Transaction fees at the leading investment banks plummeted during the first half of the year. Credit Suisse may have been hit particularly hard.
Transaction fees worldwide fell 38 percent overall to $39.4 billion, while revenue in Europe fell by the same percentage to $9.1 billion, Financial News (behind paywall) reported Wednesday, citing data from data provider Dealogic.
Credit Suisse suffered the sharpest decline among leading investment banks, down about 56 percent compared with the same period last year, according to the data. Switzerland's second-largest bank has had to deal with several crises and an exodus of dealmakers over the past 12 months and seeing its share of fee income falling from 3.7 percent to 2.8 percent during that time.
Boom Busted
Even with fees declining by around 47 percent US bank J.P. Morgan, still leads the overall leader in fee generations during the first six months of the year, according to the data. At number two Goldman Sachs, fees declined by 46 percent.

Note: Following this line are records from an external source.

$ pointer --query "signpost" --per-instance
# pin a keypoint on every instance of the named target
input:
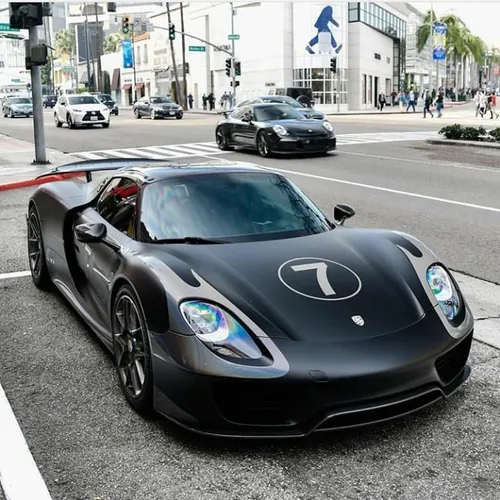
(6, 27)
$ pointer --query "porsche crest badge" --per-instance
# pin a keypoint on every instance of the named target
(358, 320)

Last year saw a number of banks break records in fee generation and new money inflows, with investment banks collecting $130 billion in fees in 2021, but recession fears and rising interest rates have broken the boom. Mergers and acquisitions are down from last year's highs, and financing large deals through the leveraged loan market has become much more difficult.
The flow of transactions has been slowed in recent weeks by rising interest rates, the prospect of recession and inflationary pressures, it said.